CARIM 2, VITALI E GNASSI IN TRIO CON MAGGIOLI MOLLANO PASQUINELLI: RIPROPONE ANTICHE LOGICHE
“Chiediamo un chiarimento rispetto all’eventuale scostamento dagli obiettivi originari di ‘fondazione su nuove basi’ della Carim, nonché sulle intenzioni che ha la banca nel sostenere quanti e quali programmi a favore dell’area riminese”. Il presidente della Provincia, Stefano Vitali, il sindaco di Rimini, Andrea Gnassi, e il presidente della Camera di commercio, Manlio Maggioli, entrano a voce unisona nelle polemiche sul nuovo cda della Carim ‘scommissariata’. Il 27 settembre l’assemblea straordinaria dei soci Carim arriverà a votare tra le polemiche: quelle attorno a una ‘grande’ esclusa (la figlia dell’ex presidente Alfredo Aureli) e un incluso scomodo (Matteo Guaitoli, si dice, amico del vescovo).

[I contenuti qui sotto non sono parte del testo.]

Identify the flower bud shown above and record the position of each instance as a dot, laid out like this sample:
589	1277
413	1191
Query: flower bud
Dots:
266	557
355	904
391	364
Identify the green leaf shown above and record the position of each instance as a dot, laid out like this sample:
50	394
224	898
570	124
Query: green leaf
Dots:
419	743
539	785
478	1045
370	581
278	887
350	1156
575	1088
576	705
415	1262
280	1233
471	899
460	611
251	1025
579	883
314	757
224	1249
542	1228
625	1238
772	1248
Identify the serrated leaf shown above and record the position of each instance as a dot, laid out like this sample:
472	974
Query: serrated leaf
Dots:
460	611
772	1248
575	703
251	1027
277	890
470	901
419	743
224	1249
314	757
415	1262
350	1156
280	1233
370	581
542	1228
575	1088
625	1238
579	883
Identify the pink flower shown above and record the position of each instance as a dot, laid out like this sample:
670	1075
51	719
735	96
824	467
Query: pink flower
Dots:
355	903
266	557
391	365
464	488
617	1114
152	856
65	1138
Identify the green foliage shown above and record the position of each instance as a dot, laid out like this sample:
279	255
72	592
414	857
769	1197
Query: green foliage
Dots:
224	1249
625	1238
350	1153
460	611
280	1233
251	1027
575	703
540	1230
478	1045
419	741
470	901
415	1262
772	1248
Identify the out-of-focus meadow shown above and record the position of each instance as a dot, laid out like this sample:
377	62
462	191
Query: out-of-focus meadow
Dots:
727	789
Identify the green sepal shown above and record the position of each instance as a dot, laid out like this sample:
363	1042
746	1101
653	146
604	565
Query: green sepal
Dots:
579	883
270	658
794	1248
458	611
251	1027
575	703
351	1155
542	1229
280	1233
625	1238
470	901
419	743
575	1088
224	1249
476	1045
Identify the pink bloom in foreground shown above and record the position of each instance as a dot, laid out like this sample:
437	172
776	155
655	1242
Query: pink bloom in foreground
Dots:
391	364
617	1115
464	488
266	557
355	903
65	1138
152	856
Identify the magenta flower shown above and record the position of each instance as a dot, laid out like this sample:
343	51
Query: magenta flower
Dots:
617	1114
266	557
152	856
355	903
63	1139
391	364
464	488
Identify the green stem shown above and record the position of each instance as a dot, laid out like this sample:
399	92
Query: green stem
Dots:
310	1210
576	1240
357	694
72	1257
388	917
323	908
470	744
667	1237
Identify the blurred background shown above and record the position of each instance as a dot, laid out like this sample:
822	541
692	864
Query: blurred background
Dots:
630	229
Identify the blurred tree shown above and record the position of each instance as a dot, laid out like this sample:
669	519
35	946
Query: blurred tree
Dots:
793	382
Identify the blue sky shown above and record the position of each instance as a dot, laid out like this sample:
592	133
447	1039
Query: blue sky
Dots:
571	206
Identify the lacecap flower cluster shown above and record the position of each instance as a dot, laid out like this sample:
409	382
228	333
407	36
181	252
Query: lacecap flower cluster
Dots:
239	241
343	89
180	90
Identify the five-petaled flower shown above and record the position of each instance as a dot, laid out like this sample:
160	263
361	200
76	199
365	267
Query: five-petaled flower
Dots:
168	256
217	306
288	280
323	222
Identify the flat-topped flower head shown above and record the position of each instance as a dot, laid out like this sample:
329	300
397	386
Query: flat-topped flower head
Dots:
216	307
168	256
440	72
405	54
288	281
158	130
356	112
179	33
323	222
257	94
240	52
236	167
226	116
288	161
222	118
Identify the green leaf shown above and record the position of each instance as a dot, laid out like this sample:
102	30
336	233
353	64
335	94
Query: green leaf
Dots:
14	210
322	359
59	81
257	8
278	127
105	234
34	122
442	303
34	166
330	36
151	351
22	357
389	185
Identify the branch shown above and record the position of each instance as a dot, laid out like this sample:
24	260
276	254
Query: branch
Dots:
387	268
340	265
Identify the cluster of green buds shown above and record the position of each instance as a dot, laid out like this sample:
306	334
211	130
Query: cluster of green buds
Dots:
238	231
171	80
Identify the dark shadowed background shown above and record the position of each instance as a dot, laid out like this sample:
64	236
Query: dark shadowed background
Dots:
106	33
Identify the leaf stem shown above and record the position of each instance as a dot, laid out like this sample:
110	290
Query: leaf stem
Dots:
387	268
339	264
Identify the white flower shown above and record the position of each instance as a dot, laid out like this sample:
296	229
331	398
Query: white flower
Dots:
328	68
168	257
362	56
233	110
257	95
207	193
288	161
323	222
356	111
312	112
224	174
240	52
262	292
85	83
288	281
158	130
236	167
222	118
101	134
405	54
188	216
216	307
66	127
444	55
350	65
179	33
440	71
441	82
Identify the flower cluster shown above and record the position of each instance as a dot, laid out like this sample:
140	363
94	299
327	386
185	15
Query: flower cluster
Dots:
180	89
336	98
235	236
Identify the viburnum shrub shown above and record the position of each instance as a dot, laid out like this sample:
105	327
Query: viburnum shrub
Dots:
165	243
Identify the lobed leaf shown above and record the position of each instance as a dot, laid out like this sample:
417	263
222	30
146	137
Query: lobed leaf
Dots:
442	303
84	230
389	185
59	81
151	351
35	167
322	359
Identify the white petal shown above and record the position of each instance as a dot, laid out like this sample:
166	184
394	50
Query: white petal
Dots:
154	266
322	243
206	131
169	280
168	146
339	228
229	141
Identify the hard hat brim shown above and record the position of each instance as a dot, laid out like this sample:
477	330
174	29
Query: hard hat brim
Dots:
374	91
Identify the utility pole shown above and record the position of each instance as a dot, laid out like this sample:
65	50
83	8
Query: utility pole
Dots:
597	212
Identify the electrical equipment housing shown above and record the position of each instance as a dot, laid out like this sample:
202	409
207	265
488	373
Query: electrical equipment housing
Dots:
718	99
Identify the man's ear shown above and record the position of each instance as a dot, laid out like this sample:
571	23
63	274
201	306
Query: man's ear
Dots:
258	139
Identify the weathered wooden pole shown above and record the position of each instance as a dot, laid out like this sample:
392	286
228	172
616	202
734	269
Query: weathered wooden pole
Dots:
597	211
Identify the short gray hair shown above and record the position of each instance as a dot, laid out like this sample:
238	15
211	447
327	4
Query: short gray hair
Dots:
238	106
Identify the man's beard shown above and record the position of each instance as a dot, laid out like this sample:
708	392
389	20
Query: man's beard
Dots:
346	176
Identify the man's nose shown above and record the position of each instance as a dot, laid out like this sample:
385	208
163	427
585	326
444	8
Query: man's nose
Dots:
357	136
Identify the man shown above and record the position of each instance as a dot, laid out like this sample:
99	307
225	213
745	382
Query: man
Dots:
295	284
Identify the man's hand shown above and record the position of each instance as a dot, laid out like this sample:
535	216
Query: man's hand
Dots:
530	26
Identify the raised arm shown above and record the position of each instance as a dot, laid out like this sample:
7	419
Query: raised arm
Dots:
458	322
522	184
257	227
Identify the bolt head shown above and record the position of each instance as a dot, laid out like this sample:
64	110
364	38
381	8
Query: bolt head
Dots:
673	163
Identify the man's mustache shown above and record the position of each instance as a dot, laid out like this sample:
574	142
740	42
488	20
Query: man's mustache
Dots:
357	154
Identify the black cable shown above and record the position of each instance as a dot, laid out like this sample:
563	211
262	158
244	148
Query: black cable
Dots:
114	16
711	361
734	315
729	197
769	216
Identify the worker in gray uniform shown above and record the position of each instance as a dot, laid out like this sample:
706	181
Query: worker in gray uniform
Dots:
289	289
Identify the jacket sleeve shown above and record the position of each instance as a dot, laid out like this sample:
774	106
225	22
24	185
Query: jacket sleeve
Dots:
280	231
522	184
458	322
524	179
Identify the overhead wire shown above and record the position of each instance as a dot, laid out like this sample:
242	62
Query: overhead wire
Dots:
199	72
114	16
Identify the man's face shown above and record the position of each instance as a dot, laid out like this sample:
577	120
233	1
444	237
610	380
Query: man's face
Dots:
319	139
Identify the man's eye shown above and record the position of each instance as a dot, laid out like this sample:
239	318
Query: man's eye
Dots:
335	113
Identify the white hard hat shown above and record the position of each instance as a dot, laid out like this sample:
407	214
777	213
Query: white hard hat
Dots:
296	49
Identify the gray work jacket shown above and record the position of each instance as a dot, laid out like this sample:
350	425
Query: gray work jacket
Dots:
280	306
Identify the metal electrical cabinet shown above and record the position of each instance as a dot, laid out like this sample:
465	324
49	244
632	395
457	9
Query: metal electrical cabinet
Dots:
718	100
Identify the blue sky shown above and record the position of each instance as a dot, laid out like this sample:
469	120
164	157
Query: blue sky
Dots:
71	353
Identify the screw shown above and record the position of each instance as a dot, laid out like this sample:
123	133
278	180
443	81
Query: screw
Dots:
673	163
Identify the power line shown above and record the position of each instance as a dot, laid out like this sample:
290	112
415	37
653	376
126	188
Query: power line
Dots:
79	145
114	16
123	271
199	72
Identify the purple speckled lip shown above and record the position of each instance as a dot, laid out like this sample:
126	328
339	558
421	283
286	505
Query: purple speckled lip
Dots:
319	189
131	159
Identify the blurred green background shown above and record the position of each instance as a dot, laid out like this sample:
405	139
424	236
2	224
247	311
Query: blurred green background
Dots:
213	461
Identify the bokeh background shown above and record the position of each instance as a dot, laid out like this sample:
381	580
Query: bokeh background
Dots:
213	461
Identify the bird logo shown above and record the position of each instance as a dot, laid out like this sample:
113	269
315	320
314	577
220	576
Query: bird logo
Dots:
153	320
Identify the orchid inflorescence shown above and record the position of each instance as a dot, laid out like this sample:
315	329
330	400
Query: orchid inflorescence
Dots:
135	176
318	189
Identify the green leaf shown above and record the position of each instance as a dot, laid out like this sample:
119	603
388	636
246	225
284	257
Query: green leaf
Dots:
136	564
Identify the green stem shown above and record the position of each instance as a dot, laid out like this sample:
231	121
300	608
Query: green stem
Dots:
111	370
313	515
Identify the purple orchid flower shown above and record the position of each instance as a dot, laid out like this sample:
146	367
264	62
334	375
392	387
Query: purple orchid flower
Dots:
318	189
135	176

“Senza volere aprire il capitolo delle responsabilità e della guerra intestina che ha condotto la Carim a un passo dal fallimento, ottemperando al nostro ruolo pubblico ci siamo giustamente fidati nella fase del ‘salvataggio’ delle costanti rassicurazioni del Presidente Pasquinelli. Camera di Commercio, Provincia e Comune di Rimini hanno creduto e condiviso nella necessità di aprire una fase nuova nel rapporto tra istituto bancario e territorio, ricostruendo un clima di fiducia (anche con i commissari) basato finalmente su trasparenza e rigore dell’azione, premialità al merito e alla competenza piuttosto che all’appartenenza o alla cooptazione particolare, coinvolgimento vero delle Istituzioni, dei piccoli soci e in generale della comunità nelle scelte di un istituto di credito che ha un peso indiscusso sulle dinamiche lavorative e imprenditoriali del territorio. Per questo è stata sostenuta in ogni sua fase ed elogiata l’operazione di ricerca dei capitali, anche nonostante gli esiti distanti da quanto preventivato”.
Adesso però i tre hanno cambiato idea. “Quanto accaduto nelle ultime settimane, segna però un’inversione di rotta rispetto a tale percorso lealmente sostenuto e condiviso. Come Enti soci siamo stati costretti a prendere atto senza alcun coinvolgimento e a giochi pressoché fatti delle decisioni prese dal cda della Fondazione Carim. Ciò rischia di mandare in mille pezzi un clima sin qui positivo, fondato essenzialmente sul duplice impegno della trasparenza e della elisione di quell’equilibrio armato e paralizzante che poi si è rivelato la concausa dei gravissimi problemi della banca. Il tutto aggravato da un elemento nuovo e indiscutibile: se a detta di tutti il salvataggio lo si è dovuto anche (soprattutto?) allo sforzo dei piccoli azionisti, degli imprenditori, delle categorie economiche, come si concilia ciò con la riproposizione delle antiche e esclusive logiche? La banca è ‘cosa di tutti’ fino al momento della ricapitalizzazione ma torna ‘cosa di pochi’ un secondo dopo?”.